To get the most out of it is recommended to do some background reading, and there are some good resources available to help you get to know the culture of Angkor, which lasted from the 9th century to the 15th century and was an empire centered on learning Angkor even those stretched across most Southeast Asian mainland at its peak. To summarize all this material would be a daunting task here, so here are some pointers and links to resources where people have done an excellent job of doing it:

Beyond Angkor

There are several places a little further off than the main Angkor Archaeological Park, which are also worth seeing if you have the time and budget. I've done archeology in almost all of these places with field crews and know them very well.

As of a relatively short time ago, there is no longer any concern for safety in Cambodia, but most road network is not in good shape, which means that huge temples still remain in the jungle in many areas, little visited or as good as unknown to tourists. Also, some of the jewels of Khmer art and architecture just a short extra drive from the park. This page summarizes the most important ones are:

The Roluos group

One of the first capitals of Angkor (8th to 9th centuries), about 10km southeast of Siem Reap on a well-developed highway. This is regularly visited by tourists and easily accessible. It is well known for the very good quality of the sandstone sculptures, especially the falls on the temples, for the beauty of the inscriptions and for its peaceful rural location.

Banteay Srei

The jewel in the crown of the Angkor temples, this 10th century masterpiece is about 30 km north of the main temple and is delicately carved of red sandstone. It's farther out, but is easily accessible on the highway.

Beng Melea

A classic "jungle temple" - about 50 km away from Siem Reap on the road, in this massive sandstone construction very few visitors and remains a touch of mystery and abandonment. It is accessible via the motorway (can be combined with a trip to the Roluos group) or by a side road from Banteay Srei.

Koh Ker

For a short time in the 10th century,  the capital of the Khmer Empire moved from Angkor to this site, about 3 hours drive from Siem Reap (both Roluos and Beng Melea are on the way). A huge stepped pyramid and enormous sandstone linga and a collection of small but interesting temples makes this a very impressive place, and it is visited little by tourists because of its secluded location.

Phnom Kulen & Kbal Spean

Thousands of linga riverbeds carved into the sandstone at this Sites testify to the belief of the ancient Khmer in the cult of Siva and the importance of fertility and water management to the success of the agricultural empire.

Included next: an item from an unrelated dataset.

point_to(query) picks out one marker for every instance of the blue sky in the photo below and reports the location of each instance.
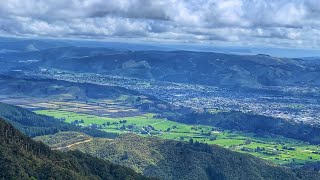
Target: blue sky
(240, 23)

Temples that can be seen on Phnom Kulen, and a large waterfall that is charming for bathing and it is open all year round. Trip  can be combined with a day trip to Banteay Srei, which is on the way .


Preah Khan of Kompong Svay

About 4 hours in 4WD east of Siem Reap, this incredible sandstone temple complex  lies in the jungle and it is not  completely visited by the tourists. It is now the subject of a major archaeological study by the University of Sydney team that I was working with for many years.

Banteay Chmar

A beautiful, massive sandstone temple built by Jayavarman VII, the Khmer Empire's most prolific builder, including the classics " Face Towers "which appear at the Bayon Temple in Angkor itself. Although the route here is good and it takes about 3 hours drive west of Siem Reap, few visitors take the time to make it here, but those who are not rich are rewarded by the long galleries of the Bayon's bas-reliefs and the beautiful sandstone sculptures above the doors. I have worked with scientific staff of the Heritage Watch NGO at this point. Overnight, home stay style with Khmer families sitting in a village on the edge of the temple ditch is possible!